The new draft framework leaves some significant gaps with regard to a defined approach that pharmaceutical manufacturers should take in their RWE trial design for regulatory approval. The guidelines do not yet completely define the RWE trial design approaches that are approvable, nor the regulatory submission process. The FDA had an open comment period and is expected to finalize RWE guidance in the future.


The FDA has stated they will review RWE submissions on a case-by-case basis and will use three criteria for evaluation:


  1. If the RWD selected is fit for use to generate data for product effectiveness decisions
  2. If the study design used to generate RWE can provide robust scientific evidence to help address the regulatory question
  3. If the execution of the studies generating RWE meets FDA regulatory requirements


The last criterium forms a catch-22 as the current FDA regulatory requirements regarding RWE do not specifically outline use in regulatory approval.
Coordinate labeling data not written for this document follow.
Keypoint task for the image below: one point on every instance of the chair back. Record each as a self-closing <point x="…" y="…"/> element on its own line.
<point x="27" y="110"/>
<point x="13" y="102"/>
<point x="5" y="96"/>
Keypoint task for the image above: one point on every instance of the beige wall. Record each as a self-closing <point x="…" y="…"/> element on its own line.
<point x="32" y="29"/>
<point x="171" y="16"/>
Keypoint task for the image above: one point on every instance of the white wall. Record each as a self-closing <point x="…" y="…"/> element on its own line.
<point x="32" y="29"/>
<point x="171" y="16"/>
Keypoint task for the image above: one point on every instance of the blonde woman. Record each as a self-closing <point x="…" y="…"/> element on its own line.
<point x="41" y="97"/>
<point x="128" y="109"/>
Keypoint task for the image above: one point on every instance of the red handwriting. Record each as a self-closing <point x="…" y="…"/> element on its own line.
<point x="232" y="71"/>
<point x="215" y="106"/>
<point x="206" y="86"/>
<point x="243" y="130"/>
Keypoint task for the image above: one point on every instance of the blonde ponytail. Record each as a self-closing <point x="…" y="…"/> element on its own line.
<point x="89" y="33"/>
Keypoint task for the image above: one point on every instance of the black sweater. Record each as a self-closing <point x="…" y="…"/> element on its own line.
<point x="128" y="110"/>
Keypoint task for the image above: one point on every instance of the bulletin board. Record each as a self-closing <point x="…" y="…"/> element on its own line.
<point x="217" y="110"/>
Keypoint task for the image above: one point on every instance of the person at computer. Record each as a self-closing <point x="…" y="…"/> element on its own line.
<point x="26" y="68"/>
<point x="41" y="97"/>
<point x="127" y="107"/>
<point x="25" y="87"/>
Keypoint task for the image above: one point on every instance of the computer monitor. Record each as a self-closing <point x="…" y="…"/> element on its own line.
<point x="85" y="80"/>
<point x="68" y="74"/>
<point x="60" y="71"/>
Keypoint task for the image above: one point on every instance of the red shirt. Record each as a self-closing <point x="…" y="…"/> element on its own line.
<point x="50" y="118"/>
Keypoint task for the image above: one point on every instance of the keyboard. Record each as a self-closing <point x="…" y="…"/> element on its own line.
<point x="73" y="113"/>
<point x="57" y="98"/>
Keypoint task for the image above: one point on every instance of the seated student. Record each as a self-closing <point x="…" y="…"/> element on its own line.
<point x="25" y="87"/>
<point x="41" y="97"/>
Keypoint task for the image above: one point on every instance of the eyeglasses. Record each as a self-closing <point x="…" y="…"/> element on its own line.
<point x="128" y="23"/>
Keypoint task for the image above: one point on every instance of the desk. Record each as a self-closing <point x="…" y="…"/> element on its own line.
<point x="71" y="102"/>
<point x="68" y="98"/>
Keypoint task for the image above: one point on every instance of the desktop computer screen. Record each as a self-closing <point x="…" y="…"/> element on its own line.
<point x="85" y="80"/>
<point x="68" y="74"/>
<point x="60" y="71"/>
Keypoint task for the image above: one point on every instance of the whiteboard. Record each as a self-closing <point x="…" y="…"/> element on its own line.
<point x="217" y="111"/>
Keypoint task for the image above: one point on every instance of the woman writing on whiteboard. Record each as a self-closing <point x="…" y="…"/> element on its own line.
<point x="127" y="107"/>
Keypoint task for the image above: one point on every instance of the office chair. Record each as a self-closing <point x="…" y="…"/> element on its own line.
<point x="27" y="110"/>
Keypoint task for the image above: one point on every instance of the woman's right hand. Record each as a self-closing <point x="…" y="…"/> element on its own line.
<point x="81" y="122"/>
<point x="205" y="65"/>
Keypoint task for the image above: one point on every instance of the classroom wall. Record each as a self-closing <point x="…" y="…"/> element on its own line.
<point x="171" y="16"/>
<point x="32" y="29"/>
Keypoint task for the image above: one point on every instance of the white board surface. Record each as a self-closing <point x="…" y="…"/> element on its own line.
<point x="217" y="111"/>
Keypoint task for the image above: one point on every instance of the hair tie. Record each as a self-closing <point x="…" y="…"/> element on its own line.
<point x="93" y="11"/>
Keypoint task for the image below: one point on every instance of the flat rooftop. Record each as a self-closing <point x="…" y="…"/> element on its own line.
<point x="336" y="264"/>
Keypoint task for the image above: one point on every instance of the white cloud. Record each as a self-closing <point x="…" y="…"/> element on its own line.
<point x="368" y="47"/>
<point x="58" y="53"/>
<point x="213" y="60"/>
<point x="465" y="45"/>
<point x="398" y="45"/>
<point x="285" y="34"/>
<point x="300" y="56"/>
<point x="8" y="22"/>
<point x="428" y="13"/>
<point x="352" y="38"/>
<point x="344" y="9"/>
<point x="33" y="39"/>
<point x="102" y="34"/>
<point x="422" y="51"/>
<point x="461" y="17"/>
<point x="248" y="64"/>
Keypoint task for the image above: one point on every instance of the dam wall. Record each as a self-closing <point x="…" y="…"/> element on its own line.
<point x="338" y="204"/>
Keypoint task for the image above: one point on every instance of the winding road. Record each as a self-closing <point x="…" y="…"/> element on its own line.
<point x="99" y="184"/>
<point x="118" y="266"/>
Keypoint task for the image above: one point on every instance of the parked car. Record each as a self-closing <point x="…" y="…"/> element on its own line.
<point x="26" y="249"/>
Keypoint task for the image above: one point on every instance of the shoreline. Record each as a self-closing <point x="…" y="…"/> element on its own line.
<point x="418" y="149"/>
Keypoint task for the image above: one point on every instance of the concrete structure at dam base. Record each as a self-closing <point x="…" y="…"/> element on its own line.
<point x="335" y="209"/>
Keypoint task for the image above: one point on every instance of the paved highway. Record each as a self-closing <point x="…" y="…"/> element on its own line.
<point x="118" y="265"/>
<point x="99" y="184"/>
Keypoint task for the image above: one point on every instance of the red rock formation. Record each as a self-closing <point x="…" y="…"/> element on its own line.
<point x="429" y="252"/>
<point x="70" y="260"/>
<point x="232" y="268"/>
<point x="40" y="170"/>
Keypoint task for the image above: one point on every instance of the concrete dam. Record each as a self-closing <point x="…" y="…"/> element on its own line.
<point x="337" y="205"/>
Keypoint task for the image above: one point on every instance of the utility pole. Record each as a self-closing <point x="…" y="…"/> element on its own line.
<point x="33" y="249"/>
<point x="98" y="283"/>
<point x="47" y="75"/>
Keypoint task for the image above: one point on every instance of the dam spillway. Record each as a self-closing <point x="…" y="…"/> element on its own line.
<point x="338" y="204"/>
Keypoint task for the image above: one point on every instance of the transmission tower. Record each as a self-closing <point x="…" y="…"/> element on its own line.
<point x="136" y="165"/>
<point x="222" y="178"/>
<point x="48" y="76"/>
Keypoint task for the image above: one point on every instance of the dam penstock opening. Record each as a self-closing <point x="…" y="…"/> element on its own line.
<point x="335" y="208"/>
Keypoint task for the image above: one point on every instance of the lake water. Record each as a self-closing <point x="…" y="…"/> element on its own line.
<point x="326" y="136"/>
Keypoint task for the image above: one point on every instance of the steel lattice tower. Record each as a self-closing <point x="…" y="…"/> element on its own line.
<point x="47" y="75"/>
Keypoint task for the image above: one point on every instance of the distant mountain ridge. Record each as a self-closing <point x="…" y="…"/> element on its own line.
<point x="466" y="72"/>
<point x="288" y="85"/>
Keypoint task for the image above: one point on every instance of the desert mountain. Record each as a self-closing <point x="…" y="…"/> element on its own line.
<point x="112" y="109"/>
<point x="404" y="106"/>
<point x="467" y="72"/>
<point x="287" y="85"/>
Several FDA regulations and guidance documents are available for the use of electronic data, eHealth records in clinical investigations, electronic informed consents Q&A’s that could potentially be used for the FDA RWE program. These include Electronic Source Data in Clinical Investigations and Use of Electronic Health Records in Clinical Investigations, among others. Per the draft guidance: “FDA has gained considerable experience assessing electronic health care data (e.g., EHRs, medical claims data, registries) through experience with the Sentinel System and other data systems.” The FDA will be using this experience to guide their perspective on data submissions within the RWE Program.

Pharmaceutical manufacturers must seek guidance from the FDA for each trial design proposed to ensure regulatory processes are met. With this draft framework publication, a number of areas are yet to be defined, according to the FDA. The FDA has stated the intention to updated and design guidance on how to include RWD to design both randomized and non-randomized hybrid clinical trials as well as observational studies. To achieve this, the FDA directly outlines in the draft guidance the factors that would need to be considered such as:


a. Types of interventions or therapeutic areas for which routine clinical data could be used

b. The reliability and quality of data collected from the routine clinical care settings

c. If outcomes are rare, the number of patients need to be tested

d. How to account for variations in routine clinical practice

e. The extent to which randomization can and should be included

The FDA provided this draft framework with an 8-week period solicitation period for suggestions and feedback. A mature form of the framework is expected in the future. The FDA states that the RWE Program “…will involve the establishment of demonstration projects, engagement with stakeholders intended to promote shared learning and consistency in applying the framework, and the development of guidance documents to assist sponsors interested in using RWE to support their work.” The RWE framework will also include data standards for collection, analysis and submission of RWD. The need for RWE data may spur the need to develop a common data model (CDM) in order to work with RWD across different sources. The CDM would unify terminology, vocabularies, and coding schemes. It will be incumbent on pharmaceutical manufacturers and clinicians to remain actively involved in the development of the final FDA RWE guidance.

The FDA intends to review gaps in both the RWE Framework and in RWE data systems as well as the interoperability and provide strategies to address them. The following summarizes gaps currently identified by the FDA which may need to be addressed while framing guidance for the RWE program.


1. Lack of enough data showing concordance between the results of traditional clinical trials vs. observational studies

2. Lack of reporting requirements for various observational studies

3. Lack of data recording standards and interoperability across various health care data collection systems

4. Challenges in integrating data for the same patient across various data sources

5. Challenges in collecting data from electronic patient reported outcomes, wearables, biosensors and mobile app


Interestingly, the RWE framework also opens the door for possible inclusion of data derived from outside of the United States of America. The continued evaluation and publication of data and systems gaps with strategic recommendations by the FDA will have to address how to support these issues and how to address HIPPA within RWE.